Humanities Go Green in Talk by Princeton Prof

Interdisciplinary, environment and humanities are words that are strongly associated with a Dickinson education, and Professor William Gleason, chair of Princeton’s English Department, is putting them into action.

During Gleason’s visit to Dickinson on Nov. 2 and 3, he worked with several students, visited classes, had lunch discussions and gave two important lectures.

On Nov 2, Gleason gave a lecture to about 25 Dickinson students and faculty called “Future of Environmental Humanities.” The talk centered on Gleason’s third and forthcoming book, “Keywords for Environmental Studies,” which will be published in February 2016.

The book, Gleason explained, presents definitions of key terms emerging in all aspects of the environmental studies field. He stressed the importance of “talking across disciplines,” going beyond simply paralleling topics between fields but making real connections between them – “I think that’s key,” he said.

In order to demonstrate the highly interdisciplinary nature of environmental studies, Gleason and his co-editors reached out to scholars of numerous disciplines to write the keyword entries. They “tried to assign terms to not the most obvious writer.” For example, he said, “we gave ‘culture’ to a geographer.”

After a discussion of the terms in the book, Gleason moved on to four key predictions about the future of the environmental humanities field. He said that the field would become “increasingly international,” develop a “more integrative pedagogy,” gain a “greater involvement of the arts” and make a “wider pivot to the public,” away from academia and toward other communities. 

Gleason is particularly interested in sharing his ideas at Dickinson because the college is considered a leader in environmental education. He called Dickinson a “model” for environmental studies, citing the college’s interdisciplinary approach and the students’ genuine interest in sustainability courses.
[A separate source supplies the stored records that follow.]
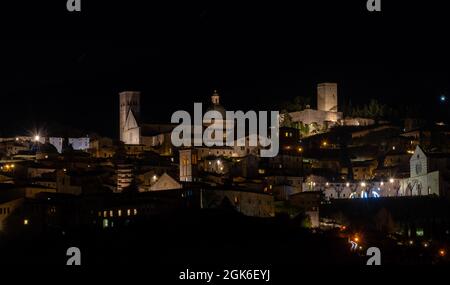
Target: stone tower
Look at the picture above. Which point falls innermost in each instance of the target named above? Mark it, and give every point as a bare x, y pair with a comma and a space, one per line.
130, 109
327, 97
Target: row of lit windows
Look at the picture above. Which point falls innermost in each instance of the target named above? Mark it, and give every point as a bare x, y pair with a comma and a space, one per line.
111, 214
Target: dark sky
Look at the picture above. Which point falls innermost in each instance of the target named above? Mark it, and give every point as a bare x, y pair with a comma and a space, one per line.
256, 56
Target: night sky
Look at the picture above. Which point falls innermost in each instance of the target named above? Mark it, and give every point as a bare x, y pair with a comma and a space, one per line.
256, 56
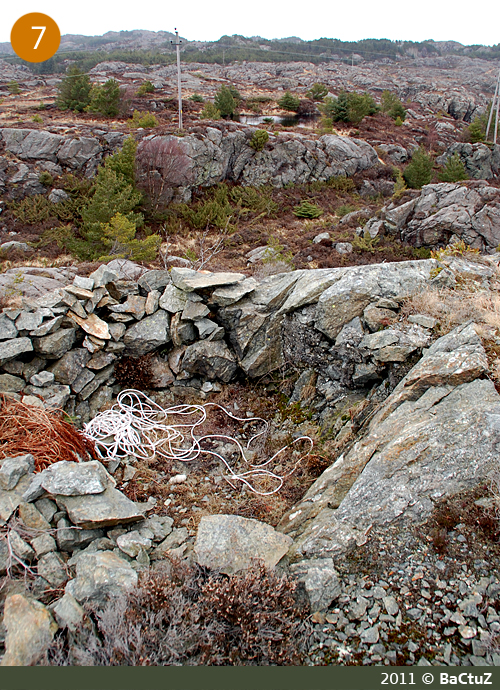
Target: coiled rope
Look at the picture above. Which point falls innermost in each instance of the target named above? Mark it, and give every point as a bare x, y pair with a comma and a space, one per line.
137, 426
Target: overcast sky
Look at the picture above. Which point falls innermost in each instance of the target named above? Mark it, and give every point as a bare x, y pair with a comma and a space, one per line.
203, 20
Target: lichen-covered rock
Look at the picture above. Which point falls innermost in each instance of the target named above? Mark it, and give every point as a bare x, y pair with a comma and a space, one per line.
435, 435
147, 335
210, 358
101, 576
30, 630
230, 543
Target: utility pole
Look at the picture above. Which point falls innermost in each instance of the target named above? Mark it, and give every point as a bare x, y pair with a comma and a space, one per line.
179, 91
496, 99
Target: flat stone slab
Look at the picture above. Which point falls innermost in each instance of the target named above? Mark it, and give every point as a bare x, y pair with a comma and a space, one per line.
100, 510
230, 543
225, 296
9, 349
76, 478
92, 325
189, 280
99, 576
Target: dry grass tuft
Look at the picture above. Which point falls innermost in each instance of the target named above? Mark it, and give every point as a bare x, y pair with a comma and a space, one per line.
453, 307
43, 433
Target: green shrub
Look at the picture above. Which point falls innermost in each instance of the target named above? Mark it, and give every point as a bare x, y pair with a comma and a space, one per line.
276, 253
210, 112
105, 99
74, 91
113, 194
343, 210
145, 120
46, 179
477, 129
225, 102
454, 170
392, 106
123, 161
259, 139
326, 125
145, 87
419, 171
254, 200
317, 92
341, 183
400, 186
289, 102
307, 210
367, 243
118, 236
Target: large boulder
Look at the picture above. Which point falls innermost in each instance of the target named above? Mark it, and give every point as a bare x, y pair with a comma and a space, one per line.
230, 543
435, 435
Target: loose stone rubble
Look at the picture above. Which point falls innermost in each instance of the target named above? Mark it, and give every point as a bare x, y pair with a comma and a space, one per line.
431, 431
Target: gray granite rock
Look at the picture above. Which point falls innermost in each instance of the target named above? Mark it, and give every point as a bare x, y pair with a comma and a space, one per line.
7, 328
101, 576
105, 509
11, 384
76, 478
55, 345
147, 335
320, 581
9, 349
30, 629
189, 280
230, 543
68, 612
211, 359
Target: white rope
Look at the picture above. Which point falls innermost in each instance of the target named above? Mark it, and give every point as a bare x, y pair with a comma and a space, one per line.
139, 427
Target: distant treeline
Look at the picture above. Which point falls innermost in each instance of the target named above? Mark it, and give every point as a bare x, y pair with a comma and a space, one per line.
229, 49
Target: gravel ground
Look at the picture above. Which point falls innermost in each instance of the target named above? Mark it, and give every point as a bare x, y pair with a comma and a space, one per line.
426, 595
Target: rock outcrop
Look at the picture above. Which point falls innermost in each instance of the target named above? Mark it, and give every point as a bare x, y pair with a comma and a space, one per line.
466, 211
216, 156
The audience at the lecture was engaged in Gleason’s ideas, as evidenced by the question and answer portion. Students and faculty responded to Gleason’s talk with several generative questions, which led to a lively discussion. Several faculty members responded to Gleason’s ideas about the future of teaching in environmental studies and humanities, offering their own experiences, problems and successes in the field. Students offered questions about how the field might change going forward.

“As someone who is considering going into the teaching field, it was fun to watch the discourse unfold around the future of environmental curriculum,” Emily Davis ’16, an environmental studies major, said. 

Kate King ’18 agreed, explaining that she felt, as an environmental science major, that she experiences the interdisciplinary nature of the field at Dickinson.

“The idea that a whole field is emerging to study similar interactions is awesome because it means that more people are realizing how important the environment is to our everyday lives,” she said.

While he does not feel that his biochemistry & molecular biology major at Dickinson has quite as much of an interdisciplinary focus, Andrew McGowan ’16 said that he “enjoyed how [Gleason] reconciled the various ways we think about the environment.”

Gleason situated his study in the context of an emerging field, one in which he says Dickinson is an important leader. He believes that the environmental studies field is an excellent opportunity to investigate a “core intersection between the human and the natural,” and that Dickinson is participating in that discovery.